The comely insects skimmed the swaying heads of dry grasses, wove down among the stalks, popped up and turned in the air before disappearing again, low down.

“Why don’t you stop and stay still for a moment so we can look at you?” retired psychiatrist and volunteer naturalist Jo von Hippel said to a chocolate brown, common wood-nymph butterfly.

Though the flitting creatures are sometimes hard to follow, the butterfly ties together — as if by invisible filament — people, landscapes and continents.

The butterfly, for example, was the subject of high-level international diplomacy in Ottawa recently at the so-called three amigos summit of Mexican President Enrique Pena Nieto, President Obama and Canadian Prime Minister Justin Trudeau.

The monarch butterfly, Pena Nieto told the amigos, “is a species that, in its pilgrimage, we can see how our countries are intertwined.”

The butterfly is a genteel creature. Although a bird will consume a butterfly, a butterfly eats naught but the nectar of flowers — a vegan without an attitude.

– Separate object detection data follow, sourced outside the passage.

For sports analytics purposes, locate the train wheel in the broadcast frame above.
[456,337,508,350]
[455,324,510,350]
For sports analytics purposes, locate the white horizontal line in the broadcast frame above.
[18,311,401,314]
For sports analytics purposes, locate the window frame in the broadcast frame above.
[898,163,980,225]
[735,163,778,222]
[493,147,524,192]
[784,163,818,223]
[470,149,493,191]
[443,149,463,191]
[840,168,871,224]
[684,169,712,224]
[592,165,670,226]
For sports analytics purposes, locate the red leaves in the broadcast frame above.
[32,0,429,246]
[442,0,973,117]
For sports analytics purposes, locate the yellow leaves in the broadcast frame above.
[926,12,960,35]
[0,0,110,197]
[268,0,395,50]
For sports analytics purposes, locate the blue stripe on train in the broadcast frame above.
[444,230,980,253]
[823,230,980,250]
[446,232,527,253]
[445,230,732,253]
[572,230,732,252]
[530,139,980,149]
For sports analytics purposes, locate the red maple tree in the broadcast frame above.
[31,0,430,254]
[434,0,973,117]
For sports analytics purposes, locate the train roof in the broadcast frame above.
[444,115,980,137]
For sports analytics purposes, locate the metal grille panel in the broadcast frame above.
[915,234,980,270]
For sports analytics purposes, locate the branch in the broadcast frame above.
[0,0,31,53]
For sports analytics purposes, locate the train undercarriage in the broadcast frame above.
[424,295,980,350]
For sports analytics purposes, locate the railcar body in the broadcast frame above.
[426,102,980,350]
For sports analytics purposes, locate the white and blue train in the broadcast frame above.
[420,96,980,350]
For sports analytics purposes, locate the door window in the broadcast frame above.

“They’re beautiful and sweet,” said Kathryn Kemp, retired mental health counselor and novice butterfly watcher.

Unlike the pursuit of birding, butterflying takes place at a civilized hour because butterflies don’t come out until the day warms to at least 60 degrees.

“If I can wear a T-shirt it’s good butterflying,” said David Hagen, member of the North American Butterfly Association’s Eugene-Springfield chapter.

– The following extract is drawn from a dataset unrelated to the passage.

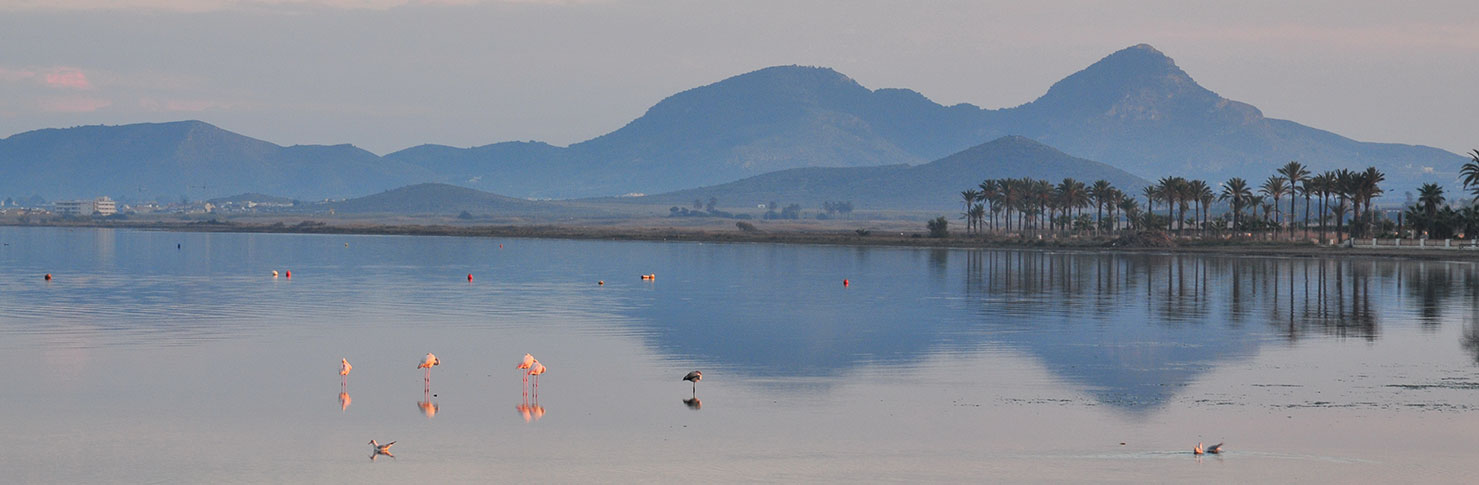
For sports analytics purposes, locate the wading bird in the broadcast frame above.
[518,353,534,384]
[416,352,442,386]
[683,371,704,393]
[370,439,395,460]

Butterfly watchers tend to be gentle people, too. Some practice catch-and-release, which allows them to net butterflies, gently scoop them into a clear cup, examine them — and then set them free again.

“I’m sorry we’re disturbing you,” Kemp said upon liberating a tiny Eastern tailed-blue. “You are so cute.”

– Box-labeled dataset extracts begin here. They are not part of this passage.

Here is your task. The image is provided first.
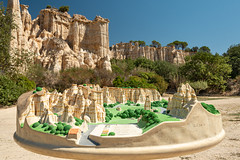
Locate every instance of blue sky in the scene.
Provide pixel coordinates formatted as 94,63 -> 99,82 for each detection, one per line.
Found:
3,0 -> 240,54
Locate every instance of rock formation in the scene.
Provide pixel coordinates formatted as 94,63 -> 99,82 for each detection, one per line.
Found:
8,0 -> 111,72
167,83 -> 197,118
110,43 -> 191,64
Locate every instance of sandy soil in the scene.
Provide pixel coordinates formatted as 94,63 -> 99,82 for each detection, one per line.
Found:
0,97 -> 240,160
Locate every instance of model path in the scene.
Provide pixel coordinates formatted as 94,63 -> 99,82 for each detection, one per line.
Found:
79,125 -> 97,146
0,97 -> 240,160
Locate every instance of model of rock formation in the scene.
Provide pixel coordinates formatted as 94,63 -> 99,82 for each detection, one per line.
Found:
111,42 -> 191,64
102,87 -> 161,104
144,96 -> 151,110
8,0 -> 111,72
167,83 -> 197,119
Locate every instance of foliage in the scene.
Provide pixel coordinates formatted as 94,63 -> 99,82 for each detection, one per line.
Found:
74,117 -> 84,126
32,122 -> 40,128
201,103 -> 220,114
134,57 -> 154,70
180,52 -> 232,92
138,110 -> 161,128
103,102 -> 120,108
224,44 -> 240,78
189,81 -> 208,95
58,6 -> 69,13
0,74 -> 36,106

For some butterfly watchers, even a gentle netting is too disturbing, and they advocate butterflying with special binoculars that feature a short focal point. A picture with a date and time stamp is enough for verification that they saw the species.

In the west Eugene wetlands, the butterfly watchers saw three common wood-nymphs before they even left the parking lot. In a half-mile walk, they spotted 39 butterflies belonging to a half dozen species.

The outing, one of three that day, was for the purpose of an annual count, which the organization compiles and scientists can use to establish the range of butterflies and the characteristics of their habitat.

From a distance, the look of a tall grass field off West 11th Avenue where the women hunted butterflies is deceptive.

Closer, you see the prairie floor is purple with pennyroyal blossoms. Nectar-oozing flowers sprinkle the landscape, showing Oxford daisies, Queen Anne’s lace, St. John’s Wort, mule’s ears and a purple, flowering vetch.

The women capture the first of three Eastern tailed-blue butterflies.

An antennae-like spine trails its hind wings with a yellow dot nearby.

That’s to trick a predator bird into taking a bite of the hind quarters, a strike the butterfly could survive, tour guide and biologist Alison Center said.

A wood-nymph bobbed and weaved around the women, “doing what butterflies do — tease,” Kemp said.

But the women were rewarded with the sight of two bright orange sulfur butterflies and a cluster of Western tiger swallowtail supping on teasel flowers.

“I love it when they’re on that teasel,” said Linda Gilbert, a retired physical therapist and butterfly enthusiast.

The women visited two additional sites in west Eugene, and they counted a couple of monarchs, a dun skipper, a great copper, some gray hairstreaks, and a common checkered skipper.

Altogether, the women saw 103 butterflies belonging to 11 species, Center said.

For Lois Hagen, current president of the Eugene-Springfield chapter, the Holy Grail is not one specific butterfly, but “any butterfly I haven’t seen yet.”